Department of Labor increases full-time employees overtime pay

Department of Labor increases full-time employees overtime pay

ODESSA, TX (KWES) - President Obama announced Wednesday the Department of Labor will increase overtime pay.

A petition to President Obama on We the People back in February of this year reached its goal with over 113,000 signatures. The petition was to tell the Department of Labor to quickly implement the new overtime rule.

General Council Kenneth Besserman of the Texas Restaurant Association said this could increase the cost of labor to restaurants in the Permian Basin.

"Businesses, restaurants work on a very slim profit margin as it is, just 2-3%," said Besserman.

The Department of Labor's website said the overtime rule will raise the salary to 4.2 million employees. Full-time salaried workers in low regions will have their salary raised from $455 a week to $913 a week.

Employees who work over 40 hours will have their employers arrange an option for them. Employers can either pay workers time-and-a-half for overtime hours, raise their salaries to the new threshold, $47,476, or reduce the hours of their 40-hour work week.

The department said the new rule will not affect executive, administrative, or professional employees. But local businesses might be affected.

"Each business is different," said Besserman. "There's no easy solution that works for every business and every business's profit margins are a little bit different.
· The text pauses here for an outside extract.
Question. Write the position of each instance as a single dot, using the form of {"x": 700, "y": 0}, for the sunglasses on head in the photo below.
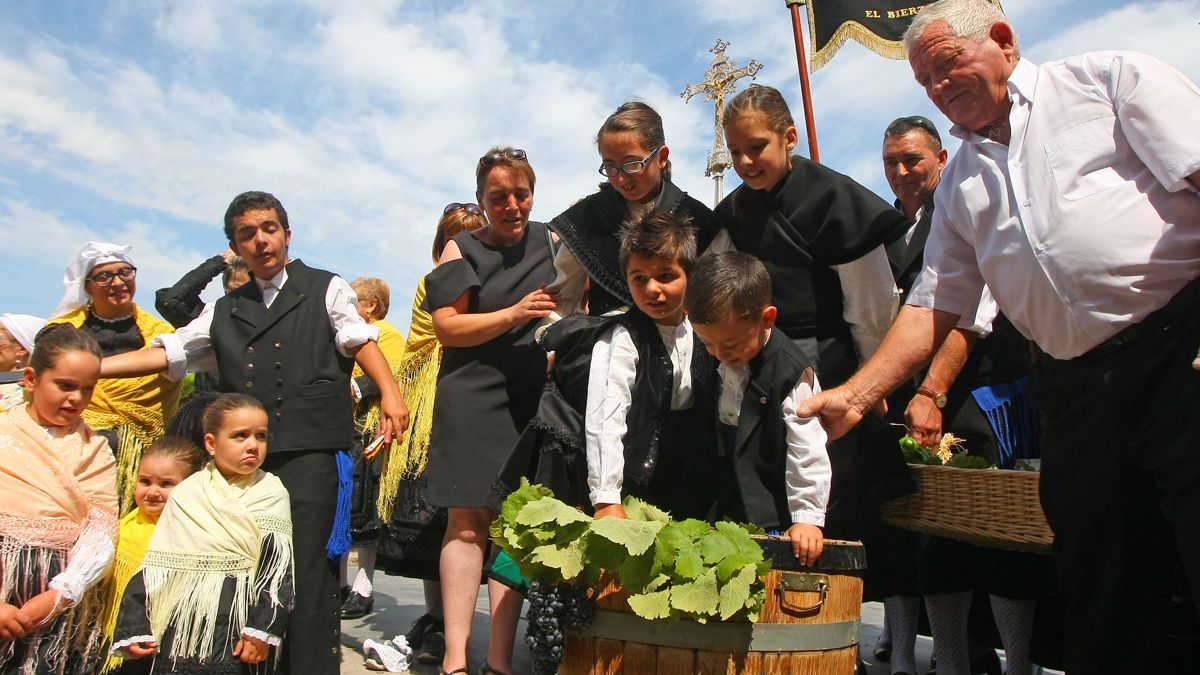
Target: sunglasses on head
{"x": 469, "y": 208}
{"x": 489, "y": 160}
Some allow overtime, some have very little so it may not affect them."

"It's going to hurt us, being a small business here in Odessa," said Fabela's Restaurant manager, Dulce Solis. She said the new rule might affect their food prices. "Being a manager, it worries us because we might have to raise prices or we might have to work around whatever we're going to have to pay the employees. We're going to have to get it from somewhere else."

She said management is going to look into the new rule to see if there are any changes that need to be made.

The new rule will take effect on December 1 so employers will have six months to prepare.